Como muy pocos Van Morrison se propuso, y al final del día lo logró con exceso, amalgamar la música tradicional estadounidense (el blues, el jazz y el gospel, fundamentalmente) con las añosas cepas celtas. Así, en sus sonidos puede haber esquirlas de la tarde de algún sábado de hace décadas en las cantinas del viejo Mississippi, limaduras de las trompetas y los saxofones de cualquier hueca de jazz de Harlem o vestigios del coro de una iglesia negra de Alabama, de la mano de las tradiciones irlandesas potenciadas por la literatura de los Joyce, Beckett o Banville, por ejemplo. Belfast, Detroit, Chicago o Londres, da lo mismo. En esto Van Morrison es verdaderamente transatlántico, efectivamente multicultural. Dicen que su baúl musical encontró arranques en la colección de discos de su padre, un electricista, que tuvo el siempre buen tino de poner a Leadbelly o Blind Willie Johnson a buen volumen en la casa. O en su madre, de joven cantante y bailarina.
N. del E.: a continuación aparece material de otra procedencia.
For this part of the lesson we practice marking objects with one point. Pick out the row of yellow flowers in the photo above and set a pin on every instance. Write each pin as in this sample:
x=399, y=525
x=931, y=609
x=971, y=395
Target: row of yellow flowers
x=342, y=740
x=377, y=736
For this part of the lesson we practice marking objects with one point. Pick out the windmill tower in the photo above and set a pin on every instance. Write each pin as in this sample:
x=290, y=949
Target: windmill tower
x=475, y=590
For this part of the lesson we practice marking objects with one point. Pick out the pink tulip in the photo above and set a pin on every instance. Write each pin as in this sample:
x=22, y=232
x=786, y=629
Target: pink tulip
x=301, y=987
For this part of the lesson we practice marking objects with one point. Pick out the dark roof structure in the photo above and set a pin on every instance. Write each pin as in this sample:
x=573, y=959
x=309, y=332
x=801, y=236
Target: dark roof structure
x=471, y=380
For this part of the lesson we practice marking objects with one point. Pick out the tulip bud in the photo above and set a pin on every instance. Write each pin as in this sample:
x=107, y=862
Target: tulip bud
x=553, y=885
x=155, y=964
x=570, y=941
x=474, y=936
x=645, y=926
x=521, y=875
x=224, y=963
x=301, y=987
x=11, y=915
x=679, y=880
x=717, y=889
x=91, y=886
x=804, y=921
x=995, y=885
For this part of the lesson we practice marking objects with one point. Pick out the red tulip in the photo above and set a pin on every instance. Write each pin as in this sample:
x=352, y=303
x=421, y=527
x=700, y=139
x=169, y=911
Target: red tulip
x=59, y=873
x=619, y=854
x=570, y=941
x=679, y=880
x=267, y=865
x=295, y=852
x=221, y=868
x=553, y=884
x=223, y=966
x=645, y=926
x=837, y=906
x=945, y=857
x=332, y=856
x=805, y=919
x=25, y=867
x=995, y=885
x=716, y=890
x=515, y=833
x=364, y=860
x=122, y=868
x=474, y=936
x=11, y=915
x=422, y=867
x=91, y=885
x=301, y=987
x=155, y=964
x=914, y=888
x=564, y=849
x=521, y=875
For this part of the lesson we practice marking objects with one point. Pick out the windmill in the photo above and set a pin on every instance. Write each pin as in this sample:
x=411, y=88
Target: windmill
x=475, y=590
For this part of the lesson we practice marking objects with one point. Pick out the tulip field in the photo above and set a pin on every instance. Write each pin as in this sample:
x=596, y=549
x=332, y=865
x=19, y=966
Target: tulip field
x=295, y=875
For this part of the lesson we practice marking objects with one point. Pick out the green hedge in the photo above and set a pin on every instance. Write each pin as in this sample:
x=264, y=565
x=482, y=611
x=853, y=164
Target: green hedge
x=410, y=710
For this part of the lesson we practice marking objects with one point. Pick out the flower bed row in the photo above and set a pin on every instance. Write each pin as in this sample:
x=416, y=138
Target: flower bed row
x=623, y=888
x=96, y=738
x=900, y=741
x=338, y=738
Si me pidieran claves, si me interrogaran respecto de por qué nunca hay que dejar de escuchar a Van Morrison y hay que repetir sus discos, yo me decantaría por su voz, a un tiempo ronca y nasal, capaz de alcanzar las notas más altas pero también habilitada para la fiereza teatral. Argumentaría a favor de su presencia escénica, de su intrepidez para tocar versiones largas y libres de sus canciones más conocidas, alegaría a favor de su pericia para hurgar y encontrar lo mejor de la música occidental todos los días y luego de tanto tiempo. Pero también haría capítulo por dos de sus grandes discos (‘Astral Weeks’ y ‘Moondance’) verdaderas piezas de museo, auténticas exposiciones sobre la autonomía y la fogosidad de la música. Y, claro, su lírica, la plástica de sus letras (por ejemplo “We were born before the wind/also younger than the sun/ Ere the bonnie boat was won as we sailed into the mystic.” No traducible, claro). O la caricatura de sí mismo que ha logrado dibujar con el paso del tiempo, el Van Morrison pasado de peso, abotagado, ensombrerado, que con los años va afianzando una incontestable facha de Marlon Brando en declive, o el Van Morrison que les hace sentir a los entrevistadores su superioridad y su arrogancia, o el Van Morrison huraño y arisco. Van Morrison, de Irlanda a Ecuador sin necesidad o capricho de resurrección.